Reading an article about a couple who go around the UK, taking photos of all kinds of random things. The best one they showed in the article, I have to say, was a poodle dressed (I kid you not) in a brown shell suit, tethered outside a shop. I have a certain respect for people who set out to look for things that most of us don’t notice, or don’t think we’ve remembered.
I remember visiting a museum in Gloucester, the Pack Age, I think sadly no longer there. It was set up by one of the Opies, Robert if I remember, who collected (and still does now) lots and lots of packaging, I think mainly from the UK.
It was said that the older you were, the more you enjoyed the visit, because there were so many things that you would recall, that you had no idea you had filed away in your brain until you were presented with them again.
I probably do tend to hoard, rather than to live a clear and unfettered lifestyle. Moving house a lot growing up, things changed a lot, and it was attractive to keep lots of things, as a way of holding onto who I was at a particular time.
I would even keep items on my dressing table the same, because if I changed them, what record would there be of them ever having been like that? Thankfully I have moved away from this, and am probably swinging the other way, identifying what’s tying me down, what isn’t really worth keeping.
I could attempt a happy little homily about things that are saved having some value. And I guess that’s often true, although if we were to open our cupboards, we’d be amazed at how much we save that we don’t value.
My musings now in this blog are mainly a kind of brain dump, or virtual sharing of something that’s made me laugh, or think, or realise something new. Perhaps I need to lay them down for a while, to mature, even to gain some dust around the outside, in order to see if they become more valuable.
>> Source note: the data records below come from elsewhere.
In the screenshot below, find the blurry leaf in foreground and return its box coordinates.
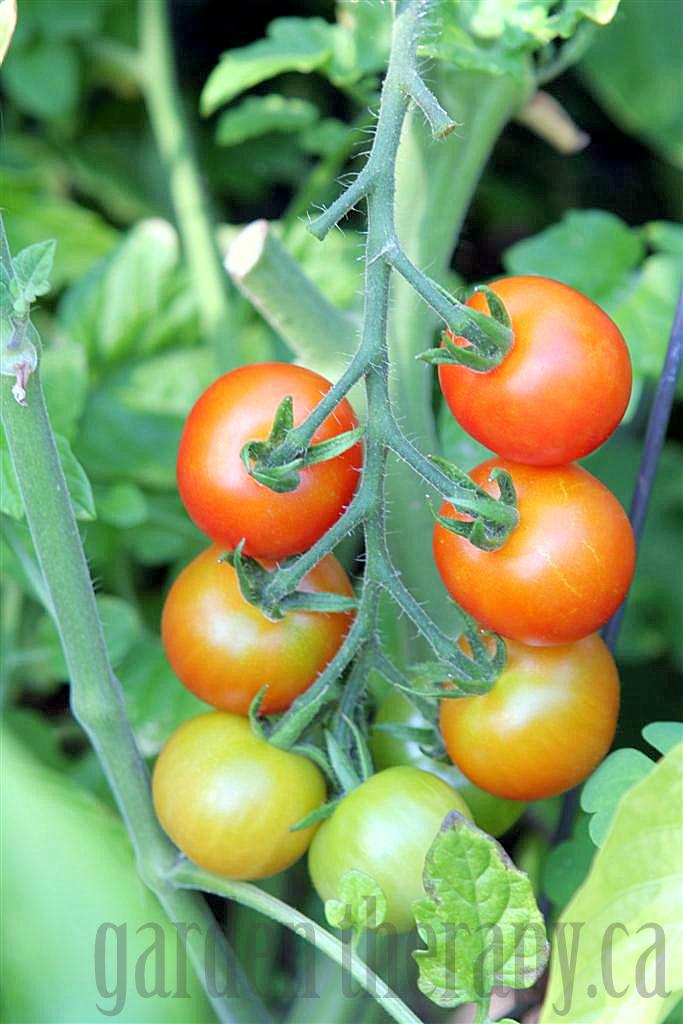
[541,745,683,1024]
[414,811,548,1010]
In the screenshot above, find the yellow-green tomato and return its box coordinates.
[153,712,326,879]
[308,766,472,932]
[370,690,526,836]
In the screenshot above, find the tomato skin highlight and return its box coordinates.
[440,634,620,800]
[438,276,632,466]
[162,544,353,715]
[370,690,526,836]
[177,362,362,559]
[308,766,472,932]
[433,459,636,644]
[153,712,326,879]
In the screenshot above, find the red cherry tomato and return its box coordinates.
[433,459,636,644]
[440,635,620,800]
[153,712,325,879]
[439,278,631,466]
[162,545,353,715]
[177,362,362,559]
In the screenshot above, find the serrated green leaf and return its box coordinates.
[503,210,644,302]
[541,745,683,1024]
[117,635,207,757]
[216,94,318,146]
[200,17,335,117]
[325,870,387,935]
[643,722,683,754]
[413,812,548,1007]
[581,748,652,846]
[543,814,595,909]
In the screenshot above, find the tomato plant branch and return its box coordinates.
[0,232,267,1024]
[170,858,420,1024]
[225,220,357,376]
[137,0,237,370]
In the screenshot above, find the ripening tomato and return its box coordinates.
[162,544,353,715]
[153,712,326,879]
[308,766,472,932]
[370,690,526,836]
[440,634,620,800]
[433,459,636,644]
[439,278,632,466]
[177,362,362,559]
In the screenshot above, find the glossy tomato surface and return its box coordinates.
[440,634,620,800]
[308,766,471,932]
[370,690,526,836]
[433,459,636,644]
[153,712,326,879]
[439,276,632,466]
[177,362,362,559]
[162,545,353,715]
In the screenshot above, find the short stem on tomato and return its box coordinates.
[170,859,420,1024]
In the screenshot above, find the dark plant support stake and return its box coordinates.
[541,291,683,897]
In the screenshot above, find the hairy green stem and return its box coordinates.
[171,859,420,1024]
[137,0,236,370]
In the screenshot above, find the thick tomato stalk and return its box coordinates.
[153,712,326,879]
[162,545,353,715]
[438,276,632,466]
[440,635,620,800]
[177,362,362,559]
[433,459,636,644]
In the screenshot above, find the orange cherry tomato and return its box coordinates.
[177,362,362,559]
[439,278,632,466]
[433,459,636,644]
[153,712,326,879]
[162,545,353,715]
[440,634,620,800]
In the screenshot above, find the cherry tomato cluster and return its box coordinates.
[433,278,636,800]
[153,362,361,879]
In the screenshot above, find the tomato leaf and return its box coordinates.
[325,870,387,937]
[413,811,548,1008]
[581,748,652,846]
[541,744,683,1024]
[643,722,683,754]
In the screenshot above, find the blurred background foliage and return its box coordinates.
[0,0,683,1019]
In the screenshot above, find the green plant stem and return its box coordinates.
[226,220,357,377]
[172,859,420,1024]
[0,371,267,1024]
[137,0,236,370]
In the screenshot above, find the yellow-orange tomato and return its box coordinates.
[177,362,362,558]
[162,545,353,715]
[153,712,326,879]
[440,634,620,800]
[439,276,632,466]
[433,459,636,644]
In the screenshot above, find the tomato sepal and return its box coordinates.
[240,395,362,495]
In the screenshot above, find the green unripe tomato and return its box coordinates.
[308,766,472,932]
[370,690,526,836]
So perhaps after all, save it…you never know what it’ll turn out to be later.
Hello
I know just what you mean about facebook, and about hoarding…
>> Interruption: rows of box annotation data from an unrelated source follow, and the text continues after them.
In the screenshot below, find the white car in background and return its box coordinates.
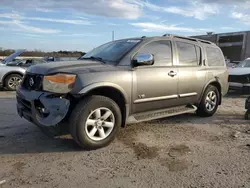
[228,58,250,91]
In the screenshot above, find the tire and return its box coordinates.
[4,74,23,91]
[69,95,122,150]
[196,85,220,117]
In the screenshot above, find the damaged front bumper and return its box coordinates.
[16,87,70,127]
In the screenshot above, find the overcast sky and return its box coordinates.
[0,0,250,51]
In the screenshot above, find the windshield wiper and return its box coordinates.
[81,56,106,64]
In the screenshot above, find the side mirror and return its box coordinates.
[134,54,154,66]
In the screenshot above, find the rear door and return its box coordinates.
[133,40,178,113]
[175,39,206,105]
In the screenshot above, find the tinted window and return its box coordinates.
[138,40,172,66]
[80,39,141,64]
[206,47,225,66]
[176,42,201,66]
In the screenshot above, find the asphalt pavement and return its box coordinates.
[0,94,250,188]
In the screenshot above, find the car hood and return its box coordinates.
[228,67,250,75]
[2,50,25,63]
[27,60,120,75]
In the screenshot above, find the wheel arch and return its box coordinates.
[79,83,129,127]
[199,78,222,105]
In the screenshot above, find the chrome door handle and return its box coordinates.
[168,71,177,77]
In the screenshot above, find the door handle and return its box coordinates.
[168,71,177,77]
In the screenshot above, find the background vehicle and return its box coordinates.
[228,58,250,92]
[0,50,46,91]
[17,35,228,149]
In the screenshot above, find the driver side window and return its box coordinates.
[137,40,173,66]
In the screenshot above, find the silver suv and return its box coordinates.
[17,35,228,149]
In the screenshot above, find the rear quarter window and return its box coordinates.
[206,47,225,66]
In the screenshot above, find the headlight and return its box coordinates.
[43,73,76,93]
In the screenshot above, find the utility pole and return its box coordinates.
[112,31,115,41]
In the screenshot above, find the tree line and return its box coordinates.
[0,48,85,57]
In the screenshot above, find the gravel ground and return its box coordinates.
[0,94,250,188]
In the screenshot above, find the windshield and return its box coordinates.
[80,40,141,64]
[237,59,250,67]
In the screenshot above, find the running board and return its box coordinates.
[127,105,197,124]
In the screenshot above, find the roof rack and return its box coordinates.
[163,34,215,45]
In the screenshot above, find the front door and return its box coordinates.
[175,40,207,105]
[132,40,178,113]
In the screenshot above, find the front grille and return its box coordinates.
[228,75,250,84]
[22,73,43,91]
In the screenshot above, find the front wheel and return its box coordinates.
[70,96,122,149]
[196,85,220,117]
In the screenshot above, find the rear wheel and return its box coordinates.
[196,85,220,117]
[70,96,122,149]
[4,74,23,91]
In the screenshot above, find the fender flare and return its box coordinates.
[199,77,222,104]
[78,82,129,104]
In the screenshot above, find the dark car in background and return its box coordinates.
[0,50,46,91]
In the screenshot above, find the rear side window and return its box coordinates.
[176,42,201,66]
[138,40,172,66]
[206,47,225,66]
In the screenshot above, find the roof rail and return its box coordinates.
[163,34,215,45]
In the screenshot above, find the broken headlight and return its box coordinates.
[43,73,76,93]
I’m a compulsive hoarder, and completely relate to your attachment to the arrangement of the dressing table. I ‘blame’ (not really the appropriate word!) having had a happy childhood, and life generally, and not wanting to let anything slip away, from reality to memory and into nothingness. It’s also no doubt to do with retaining control, at least over something, in the midst of change. I have got around it over the past couple of years by taking of photos of lots and lots of very random things – hanging onto the memories, without all the associated clutter (although still enough associated clutter to do a fair job of filling a 3 bed house, as it turns out…) This is maybe a slight cop out, avoiding the real leaving behind…? But it has allowed me to do a lot of chucking out, so will do for now.
So to facebook, which seems to me related…
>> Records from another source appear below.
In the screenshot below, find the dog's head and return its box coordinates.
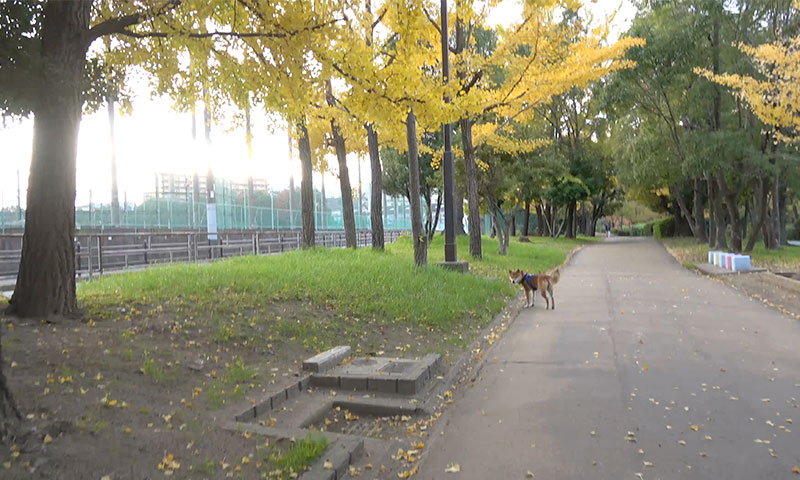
[508,270,525,285]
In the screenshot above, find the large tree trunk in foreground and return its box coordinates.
[296,120,316,248]
[331,120,356,248]
[9,1,91,317]
[366,124,384,250]
[459,118,483,259]
[406,107,428,267]
[5,1,91,438]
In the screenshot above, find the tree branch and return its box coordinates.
[88,0,181,43]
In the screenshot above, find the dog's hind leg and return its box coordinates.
[541,288,550,310]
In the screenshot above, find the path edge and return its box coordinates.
[416,242,592,471]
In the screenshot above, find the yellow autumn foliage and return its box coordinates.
[695,0,800,144]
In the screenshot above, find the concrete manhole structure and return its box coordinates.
[225,346,442,480]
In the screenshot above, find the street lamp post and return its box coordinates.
[441,0,469,272]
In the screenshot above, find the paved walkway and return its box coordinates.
[419,238,800,480]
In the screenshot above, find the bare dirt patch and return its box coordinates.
[0,300,457,479]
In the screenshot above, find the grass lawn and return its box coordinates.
[0,232,591,479]
[78,236,589,350]
[662,238,800,272]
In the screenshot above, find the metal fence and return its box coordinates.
[0,195,418,233]
[0,230,403,288]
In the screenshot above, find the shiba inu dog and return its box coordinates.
[508,270,561,310]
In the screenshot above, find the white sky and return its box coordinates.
[0,0,635,208]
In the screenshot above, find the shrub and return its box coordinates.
[653,217,675,238]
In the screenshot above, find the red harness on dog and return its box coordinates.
[522,273,538,292]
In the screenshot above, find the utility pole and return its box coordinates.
[440,0,469,272]
[17,168,22,220]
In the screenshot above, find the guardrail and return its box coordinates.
[0,230,403,279]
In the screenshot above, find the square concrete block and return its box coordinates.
[286,383,300,400]
[298,377,311,392]
[339,376,367,390]
[367,378,397,393]
[269,390,287,410]
[303,345,350,373]
[731,255,753,272]
[397,376,428,395]
[311,375,339,388]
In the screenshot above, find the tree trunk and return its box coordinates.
[325,80,361,248]
[501,213,514,255]
[744,177,769,253]
[108,98,119,226]
[406,107,428,267]
[693,178,708,243]
[366,123,384,250]
[428,192,444,243]
[706,175,728,250]
[453,192,467,235]
[296,120,316,248]
[0,0,91,438]
[488,199,511,256]
[778,186,789,245]
[459,118,483,259]
[536,202,550,237]
[670,185,700,239]
[566,201,575,238]
[331,120,356,248]
[706,173,717,248]
[772,169,782,250]
[9,1,91,317]
[522,200,531,237]
[511,212,517,237]
[717,171,742,253]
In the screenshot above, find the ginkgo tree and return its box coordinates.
[453,0,643,257]
[695,0,800,144]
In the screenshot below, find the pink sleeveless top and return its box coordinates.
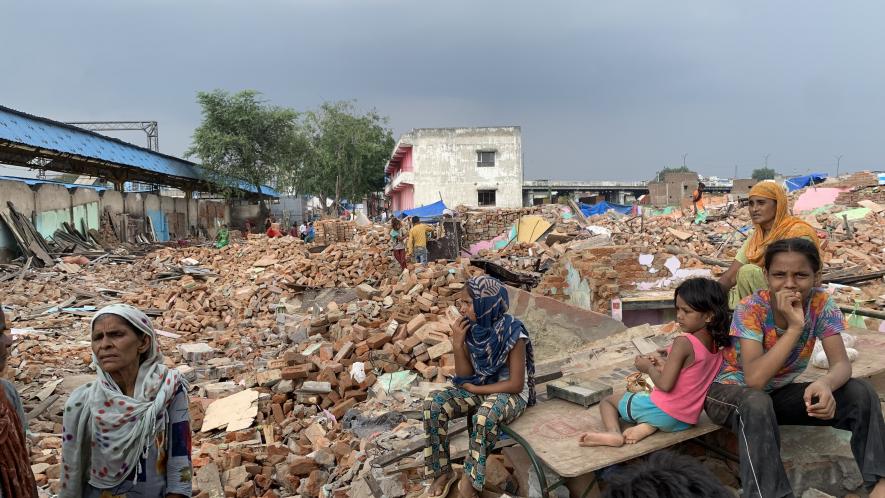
[651,334,722,424]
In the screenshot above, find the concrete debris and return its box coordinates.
[0,173,885,497]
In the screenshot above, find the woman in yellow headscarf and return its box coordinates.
[719,181,820,308]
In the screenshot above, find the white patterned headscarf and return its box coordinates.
[59,304,187,498]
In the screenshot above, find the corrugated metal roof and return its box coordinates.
[0,106,279,197]
[0,176,113,192]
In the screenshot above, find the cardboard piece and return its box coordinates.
[200,389,258,432]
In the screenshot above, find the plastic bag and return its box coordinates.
[845,301,867,329]
[350,361,366,384]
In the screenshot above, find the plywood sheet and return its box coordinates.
[510,329,885,477]
[200,389,258,432]
[510,399,719,477]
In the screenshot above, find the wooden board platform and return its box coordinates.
[510,399,719,477]
[510,329,885,477]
It’s so nice getting back in touch with people – but the act of starting an email with – oops, I didn’t mean to lose touch with you – is such an acknowledgement that things have actually changed… Things and people and relationships move on, no matter how many photos one takes. This was brought home to me the other day when I visited the hostel in Nepal where I lived and worked for 6 months, 2000-2001. I honestly half expected to see the kids I worked with running around outside… But of course they weren’t there, and the lady who opened the door (yes, I did knock) was very nice, and said they did work for the same organisation I had – but she wasn’t anything to do with my life, past or present. People, unlike my precious odds and ends, are not easily captured and kept in a photo.
But now there’s facebook…! I suppose the challenge for me is to not use it to ‘hoard’ friends (awful concept!), or to pretend that one’s relationship with one’s school friends can be the same as it always was – but to maintain a bit of a link with people’s new realities… And the other challenge, especially these 3 months, is not to become so involved in keeping up with people in the virtual world, that I forget to build new relationships with people in the actual world…
(Having said that, it’s great to discover the Frydmania page!)